Glänzte Madame Recamier in der Londoner Gesellschaft durch Anmuth des Benehmens und geschmackvollen Anzug, wie er bis dahin nur selten gesehen worden, so begegnete sie doch dort auch Schönheiten, die einen Vergleich mit ihr nicht zu scheuen brauchten. Indeß galt dies nur von Gestalt und Gesichtszügen; in Bezug auf Grazie standen sie hinter Madame Recamier alle entschieden zurück. Die schönsten Damen der Londoner Gesellschaft waren die Herzogin von Devonshire und die Lady Elisabeth Forster. Beide größte Londoner Schönheiten befreundeten sich innig mit Madame Recamier. Der Neid wohnt nur in niedern Regionen. Zu den englischen Herren, die der Madame Recamier die eifrigsten Huldigungen darbrachten, gehörte der Marquis von Douglas, späterer Herzog von Hamilton. Auch der Prinz von Wales, dieser große Freund des schönen Geschlechts, suchte sich der reizenden Französin so viel wie möglich zu nähern.
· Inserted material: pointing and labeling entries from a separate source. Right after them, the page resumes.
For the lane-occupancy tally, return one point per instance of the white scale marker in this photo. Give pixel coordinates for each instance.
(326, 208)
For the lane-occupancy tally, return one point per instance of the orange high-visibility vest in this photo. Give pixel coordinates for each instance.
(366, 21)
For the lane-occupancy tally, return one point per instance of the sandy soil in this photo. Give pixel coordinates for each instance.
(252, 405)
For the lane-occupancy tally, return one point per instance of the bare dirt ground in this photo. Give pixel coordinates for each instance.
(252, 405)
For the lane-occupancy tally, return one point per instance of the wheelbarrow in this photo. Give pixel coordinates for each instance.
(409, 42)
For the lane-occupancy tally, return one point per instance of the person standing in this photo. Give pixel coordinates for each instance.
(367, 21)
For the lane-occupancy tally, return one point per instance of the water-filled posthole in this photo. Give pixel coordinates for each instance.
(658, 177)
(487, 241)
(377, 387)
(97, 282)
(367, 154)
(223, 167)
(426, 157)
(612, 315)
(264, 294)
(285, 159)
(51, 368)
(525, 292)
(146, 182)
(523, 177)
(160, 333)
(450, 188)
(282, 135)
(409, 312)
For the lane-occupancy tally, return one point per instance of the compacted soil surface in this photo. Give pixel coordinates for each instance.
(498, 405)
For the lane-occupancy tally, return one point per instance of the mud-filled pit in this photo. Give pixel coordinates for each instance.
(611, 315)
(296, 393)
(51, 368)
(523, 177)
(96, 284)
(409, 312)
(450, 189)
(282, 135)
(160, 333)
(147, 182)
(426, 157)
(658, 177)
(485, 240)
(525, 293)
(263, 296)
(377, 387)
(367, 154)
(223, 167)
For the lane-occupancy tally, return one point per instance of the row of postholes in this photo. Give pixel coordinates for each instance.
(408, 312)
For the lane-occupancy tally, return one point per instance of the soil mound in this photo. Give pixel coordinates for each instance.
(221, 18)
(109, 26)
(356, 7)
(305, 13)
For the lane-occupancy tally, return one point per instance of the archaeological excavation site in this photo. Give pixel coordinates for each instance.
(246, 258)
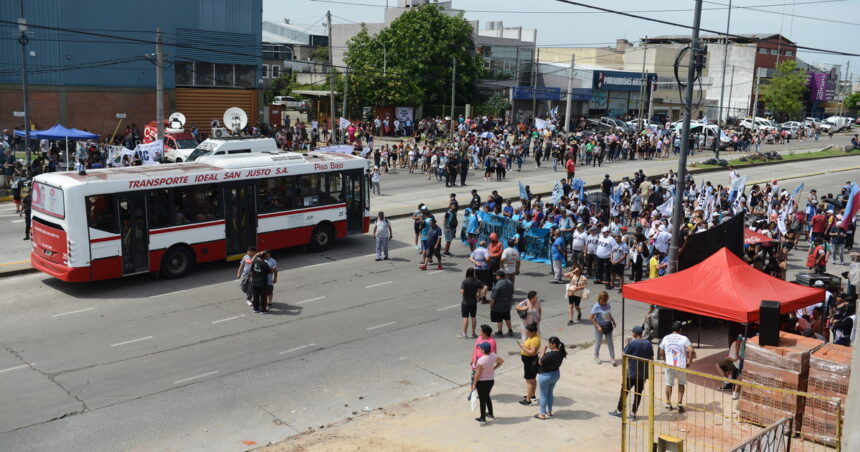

Doch ist wol anzunehmen, daß Madame Recamier, die mit unendlicher Feinheit des Gefühls sogleich erkannte, ob edle Männer oder Wüstlinge sich ihr näherten, den englischen Thronerben sich fern gehalten haben wird. Die in London anwesenden Franzosen fühlten sich durch die großen Erfolge ihrer schönen Landsmännin natürlich ungemein geschmeichelt und verfehlten nicht, die Schaar um den Triumphwagen der Madame Recamier zu vergrößern. Die damals in der Verbannung sich befindenden Orleans'schen Prinzen, der spätere Ludwig Philipp an der Spitze, sowie seine beiden jüngern Brüder, der Graf von Beaujolais und der Herzog von Montpensier, nahten sich der schönen Frau und huldigten ihr. Die englischen Zeitungen brachten während der ganzen Zeit, daß Madame Recamier in London verweilte, die eingehendsten Schilderungen von ihrem Thun und Treiben. Natürlich wurden die Engländer in ihrem zu lebhaften Enthusiasmus der Madame Recamier häufig lästig, wie denn ja auch Mitglieder des starken Geschlechts, zum Beispiel der alte Blücher, von dieser zufahrenden Art und Weise zu leiden hatten. Daß Madame Recamier auch ganz London sich zu Füßen sah, wie schon seit Jahren Paris, das sonst bei seiner Veränderungssucht nicht gern über einen Winter hinaus derselben Person zu huldigen pflegt, über ihre großen Erfolge in London belehrt uns ein Schreiben des Generals Bernadotte, das hier seinem Wortlaute nach folgt:
»Ich habe bisher auf Ihren Brief nicht geantwortet, Madame, weil ich immer darauf rechnete, Ihnen die Ernennung des französischen Gesandten für den Hof von Saint-James melden zu können. Gerüchte, die bisher einige Begründung zu haben schienen, nannten den Minister Berthier. Jetzt ist nicht mehr von ihm die Rede, und die öffentliche Meinung beschäftigt sich mit Ernennungen, die für die Annäherung der beiden Nationen sich wirksamer erweisen dürften.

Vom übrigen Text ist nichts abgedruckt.